Question

In: Accounting

Explain what consideration is. For the items listed below, which could be included in the calculation...

Explain what consideration is. For the items listed below, which could be included in the calculation of consideration and how should their values be calculated? For those that do not belong in the calculation of consideration, how should they be accounted for? Explain in detail.

Brand name transferred by the acquirer

Consultant fees associated with the business combination

Contingent consideration payable if share price falls

Cash due in 1 years’ time

Shares issued by the acquirer, but they are not a listed company

Land and building transferred by the acquirer

Costs related to issue of shares

Solutions

Expert Solution

Solution:

Consideration (or purchase consideration) is the payment agreed by the Parent (or purchasing company) company to purchase the shares in the subsidiary company to amalgamate with the subsidiary company (or vendor company). The purchasing company can purchase the vendor company either in form of cash, shares, assets, or in any other form which is agreed upon by the company.

Calculation of purchase consideration:

The purchase consideration can be calculated under net asset method, net payment method, lumpsum method, and intrinsic value/share exchange method. From the items listed, the items included in the calculation of consideration are.

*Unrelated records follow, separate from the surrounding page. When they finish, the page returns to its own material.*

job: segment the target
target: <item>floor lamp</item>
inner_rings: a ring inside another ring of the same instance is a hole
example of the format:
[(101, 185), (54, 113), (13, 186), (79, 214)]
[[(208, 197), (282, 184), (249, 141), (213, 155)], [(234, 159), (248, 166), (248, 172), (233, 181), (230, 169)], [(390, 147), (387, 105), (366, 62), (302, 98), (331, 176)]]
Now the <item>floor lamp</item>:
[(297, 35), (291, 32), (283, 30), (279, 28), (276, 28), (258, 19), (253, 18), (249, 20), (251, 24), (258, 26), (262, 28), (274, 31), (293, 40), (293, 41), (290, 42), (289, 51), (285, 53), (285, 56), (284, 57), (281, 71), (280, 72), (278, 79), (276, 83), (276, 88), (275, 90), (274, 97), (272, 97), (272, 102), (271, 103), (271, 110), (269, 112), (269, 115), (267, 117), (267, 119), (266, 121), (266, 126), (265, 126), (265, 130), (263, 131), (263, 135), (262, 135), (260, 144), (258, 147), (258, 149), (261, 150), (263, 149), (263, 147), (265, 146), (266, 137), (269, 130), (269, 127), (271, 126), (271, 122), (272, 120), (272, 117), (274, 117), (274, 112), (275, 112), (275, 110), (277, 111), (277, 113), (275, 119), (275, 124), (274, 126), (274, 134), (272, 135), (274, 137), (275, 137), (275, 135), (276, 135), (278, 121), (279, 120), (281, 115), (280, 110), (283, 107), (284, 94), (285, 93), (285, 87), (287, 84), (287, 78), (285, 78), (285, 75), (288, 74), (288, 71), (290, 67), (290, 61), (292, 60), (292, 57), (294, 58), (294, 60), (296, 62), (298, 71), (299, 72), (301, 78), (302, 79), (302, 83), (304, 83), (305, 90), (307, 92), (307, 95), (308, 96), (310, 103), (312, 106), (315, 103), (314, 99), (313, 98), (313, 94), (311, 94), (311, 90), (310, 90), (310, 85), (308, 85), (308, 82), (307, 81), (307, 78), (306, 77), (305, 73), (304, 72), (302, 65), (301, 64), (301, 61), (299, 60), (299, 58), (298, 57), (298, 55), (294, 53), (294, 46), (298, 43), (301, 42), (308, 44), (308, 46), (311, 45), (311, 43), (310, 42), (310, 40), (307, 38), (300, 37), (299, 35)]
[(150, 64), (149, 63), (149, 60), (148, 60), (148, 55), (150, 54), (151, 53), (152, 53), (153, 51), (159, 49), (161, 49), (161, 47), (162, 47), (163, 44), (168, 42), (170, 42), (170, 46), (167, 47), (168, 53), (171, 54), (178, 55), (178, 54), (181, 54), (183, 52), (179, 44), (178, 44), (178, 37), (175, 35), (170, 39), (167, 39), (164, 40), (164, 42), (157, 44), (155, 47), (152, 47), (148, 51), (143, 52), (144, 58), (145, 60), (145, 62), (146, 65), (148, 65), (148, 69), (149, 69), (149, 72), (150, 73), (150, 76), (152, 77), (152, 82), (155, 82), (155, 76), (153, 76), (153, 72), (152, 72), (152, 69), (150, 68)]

  • Brand name transferred to acquirer
  • Contingent consideration payable if share price falls
  • Shares issued by the acquirer, but they are not a listed company
  • Land and building transferred by the acquirer

Brand name transferred to acquirer:

The brand name of the company is an intangible asset. However, it is considered as identifiable asset. The excess amount the purchasing company pays in the purchase consideration that is over the total value of Asset minus liabilities is known as goodwill or brand name.

Goodwill is valued as any amount that is paid in excess of net asset (i.e Assets – Liabilities (liabilities does not include common stock)) of the company. Goodwill can also be valued as any amount that is paid in excess of the transfer price of the common stock of the subsidiary company.

The goodwill purchased cannot be amortized. However, the management values the worth of goodwill to determine if there is impairment required for the goodwill.

Contingent consideration payable if share price falls.

Contingent considerations are decided at the time of purchase of the company. Contingent consideration is the compensation paid by the purchasing company to the subsidiary company on the occurring of a future event.

The compensation paid is considered as a contingent expense and is recorded after the post-acquisition of the company. It will not be accounted at the time of the purchase of the company but recorded after the post-acquisition.

Shares issued by the acquirer.

This is called intrinsic value method where the payment is made to the subsidiary company in the form of shares of the purchasing company.

The net asset of the subsidiary company is determined and it is divided by the value of one share of the transferee company. This gives the total number of shares that needs to be allocated to the shareholders of the transferrer company.

Land and building transferred by the acquirer.

The shareholders of the transferrer company receive the land and building of the transferee company in exchange of shares of the transferrer company.

Consultant fees associated with the business combination:

It will be treated as expense and will appear in the income statement for the period it is incurred.

Cash due in 1-year time:

It will be treated as Notes payable and will appear in the liability side of the balance sheet.

Cost related to the issue of shares:

It will be treated as expense and will appear in the income statement for the period it is incurred.